Go to talk
ggplot2 lets you intuitively translate variables to visual
representation. You specify how variables (e.g. sex, age, employment
status) are to be communicated via visual channels (x and y axis
position, color, transparency, etc). However, in ggplot2 these
specifications are individual-variable-to-individual-visual-channel
which does not lend itself easily to visualizations in the world of
dimension reduction (e.g. PCA, t-SNE, umap). The usual
one-var-to-one-aesthetic requirement means that it may not feel obvious
how to extend ggplot2 for dimensionality reduction visualization, which
deals with characterizing many variables. So while using ggplot2
under-the-hood is common in the dim-red space, it feels like there may
be less consistency across dim-red APIs. For users of these APIs,
getting quickly acquainted with techniques (students) or doing
comparative work (practitioners) may be more challenging than it needs
to be. The {ggdims} package explores a new dims() and dims_expand()

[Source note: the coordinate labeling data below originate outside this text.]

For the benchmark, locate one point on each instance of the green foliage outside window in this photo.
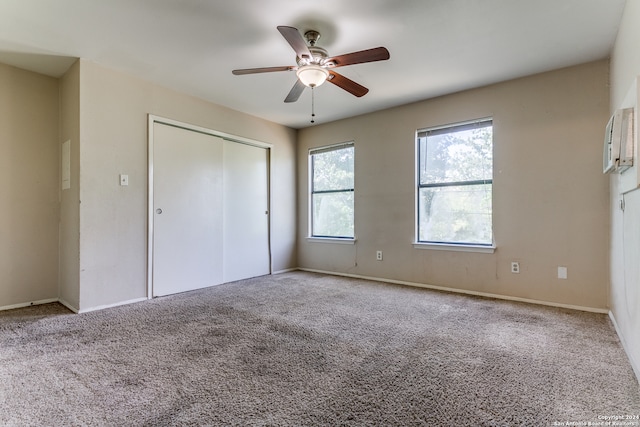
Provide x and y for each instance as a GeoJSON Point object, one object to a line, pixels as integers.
{"type": "Point", "coordinates": [455, 185]}
{"type": "Point", "coordinates": [332, 192]}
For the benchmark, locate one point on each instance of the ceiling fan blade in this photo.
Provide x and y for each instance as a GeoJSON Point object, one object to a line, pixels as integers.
{"type": "Point", "coordinates": [347, 84]}
{"type": "Point", "coordinates": [295, 92]}
{"type": "Point", "coordinates": [262, 70]}
{"type": "Point", "coordinates": [369, 55]}
{"type": "Point", "coordinates": [295, 39]}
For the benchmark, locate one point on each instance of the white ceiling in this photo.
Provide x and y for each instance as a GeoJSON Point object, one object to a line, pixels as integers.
{"type": "Point", "coordinates": [437, 46]}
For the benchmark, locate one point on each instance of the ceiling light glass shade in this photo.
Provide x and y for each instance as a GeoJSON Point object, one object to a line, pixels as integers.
{"type": "Point", "coordinates": [312, 75]}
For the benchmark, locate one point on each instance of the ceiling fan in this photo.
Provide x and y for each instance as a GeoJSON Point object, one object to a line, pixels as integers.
{"type": "Point", "coordinates": [315, 66]}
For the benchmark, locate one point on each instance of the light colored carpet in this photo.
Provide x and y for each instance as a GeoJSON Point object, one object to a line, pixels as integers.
{"type": "Point", "coordinates": [306, 349]}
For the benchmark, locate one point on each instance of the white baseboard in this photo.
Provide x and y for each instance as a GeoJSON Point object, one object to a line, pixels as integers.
{"type": "Point", "coordinates": [68, 305]}
{"type": "Point", "coordinates": [286, 270]}
{"type": "Point", "coordinates": [28, 304]}
{"type": "Point", "coordinates": [102, 307]}
{"type": "Point", "coordinates": [462, 291]}
{"type": "Point", "coordinates": [634, 364]}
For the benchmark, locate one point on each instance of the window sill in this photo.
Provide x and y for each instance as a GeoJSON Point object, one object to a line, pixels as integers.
{"type": "Point", "coordinates": [456, 248]}
{"type": "Point", "coordinates": [335, 240]}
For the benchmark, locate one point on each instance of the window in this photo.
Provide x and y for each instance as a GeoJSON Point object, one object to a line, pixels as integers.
{"type": "Point", "coordinates": [332, 191]}
{"type": "Point", "coordinates": [455, 180]}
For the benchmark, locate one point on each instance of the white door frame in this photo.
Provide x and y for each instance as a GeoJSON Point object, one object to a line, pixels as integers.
{"type": "Point", "coordinates": [152, 119]}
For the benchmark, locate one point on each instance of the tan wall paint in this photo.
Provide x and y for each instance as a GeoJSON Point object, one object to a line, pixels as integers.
{"type": "Point", "coordinates": [29, 185]}
{"type": "Point", "coordinates": [550, 197]}
{"type": "Point", "coordinates": [625, 227]}
{"type": "Point", "coordinates": [113, 219]}
{"type": "Point", "coordinates": [70, 198]}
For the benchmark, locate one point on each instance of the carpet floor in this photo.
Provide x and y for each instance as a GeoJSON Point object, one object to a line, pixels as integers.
{"type": "Point", "coordinates": [303, 349]}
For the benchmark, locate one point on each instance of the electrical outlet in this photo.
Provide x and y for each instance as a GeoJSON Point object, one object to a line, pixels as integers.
{"type": "Point", "coordinates": [515, 267]}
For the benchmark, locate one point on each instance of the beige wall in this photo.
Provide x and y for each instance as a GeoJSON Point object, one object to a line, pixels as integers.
{"type": "Point", "coordinates": [550, 197]}
{"type": "Point", "coordinates": [113, 141]}
{"type": "Point", "coordinates": [70, 198]}
{"type": "Point", "coordinates": [29, 186]}
{"type": "Point", "coordinates": [625, 226]}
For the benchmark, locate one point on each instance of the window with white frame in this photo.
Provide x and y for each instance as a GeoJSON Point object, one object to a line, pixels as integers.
{"type": "Point", "coordinates": [455, 184]}
{"type": "Point", "coordinates": [332, 190]}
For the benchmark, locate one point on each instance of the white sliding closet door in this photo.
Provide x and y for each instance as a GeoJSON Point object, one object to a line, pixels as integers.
{"type": "Point", "coordinates": [246, 216]}
{"type": "Point", "coordinates": [188, 219]}
{"type": "Point", "coordinates": [210, 219]}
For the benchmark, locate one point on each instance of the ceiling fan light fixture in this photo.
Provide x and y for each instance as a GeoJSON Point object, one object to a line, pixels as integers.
{"type": "Point", "coordinates": [312, 75]}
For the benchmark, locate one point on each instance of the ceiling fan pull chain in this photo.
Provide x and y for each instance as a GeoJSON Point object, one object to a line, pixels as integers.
{"type": "Point", "coordinates": [313, 113]}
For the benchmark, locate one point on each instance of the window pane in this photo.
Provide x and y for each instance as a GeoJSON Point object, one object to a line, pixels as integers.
{"type": "Point", "coordinates": [333, 214]}
{"type": "Point", "coordinates": [455, 214]}
{"type": "Point", "coordinates": [464, 155]}
{"type": "Point", "coordinates": [333, 170]}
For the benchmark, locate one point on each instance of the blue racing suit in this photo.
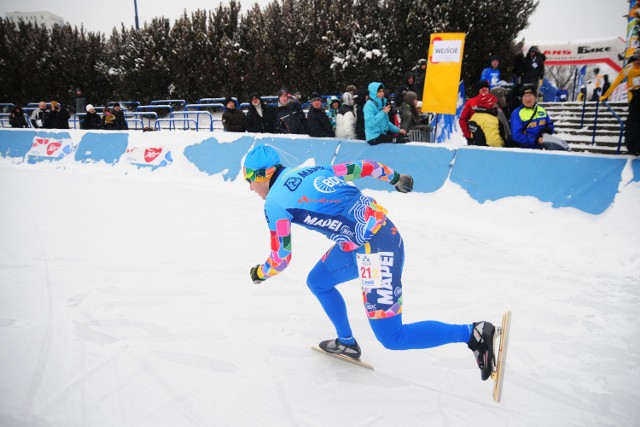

utility that could help with greater consistency across dim-red APIs,
with standard ggplots, and within the ggplot2 extension ecosystem.
ggdims proposes the following API:
library(ggplot2)
ggplot(data = my_high_dimensional_data) +
aes(dims = dims(var1:var200, var205)) + # or similar
geom_reduction_technique() # default dim-red to 2D
last_plot() +
aes(color = label) # indicate category
Here, doing some further thinking about a dimensionality reduction framework for ggplot2. Based on some previous work: 2025-07-18, 2025-08-19, 2025-10-11 and discussions ggplot-extension-club/discussions/117 and ggplot-extension-club/discussions/18
library(tidyverse)
ggplot(data = cars) +
aes(x = speed, y = dist) ->
data_and_vars_plot_specs
data_and_vars_plot_specs +
geom_point()

#> [1] "rc9143" "rc9144" "rc9145" "rc9146" "rc9147" "continent"
library(ggdims)
unga_rcid_wide[1:5, 1:5]
#> # A tibble: 5 × 5
#> country country_code rc3 rc4 rc5
#> <chr> <chr> <dbl> <dbl> <dbl>
#> 1 United States US 1 0 0
#> 2 Canada CA 0 0 0
#> 3 Cuba CU 1 0 1
#> 4 Haiti HT 1 0 0
#> 5 Dominican Republic DO 1 0 0
unga_pca <- unga_rcid_wide |>
ggplot() +
aes(dims = dims(rc3:rc9147)) +
geom_pca() +
aes(fill = continent) +
labs(title = "PCA")
unga_tsne <- ggplot(unga_rcid_wide) +
aes(dims = dims(rc3:rc9147)) +
geom_tsne() +
aes(fill = continent) +
labs(title = "t-SNE")
unga_umap <-
ggplot(unga_rcid_wide) +
aes(dims = dims(rc3:rc9147)) +
geom_umap() +
aes(fill = continent) +
labs(title = "UMAP")
library(patchwork)
unga_pca + unga_tsne + unga_umap +
plot_layout(guides = "collect") +
plot_annotation(title = "UN General Assembly voting country projections")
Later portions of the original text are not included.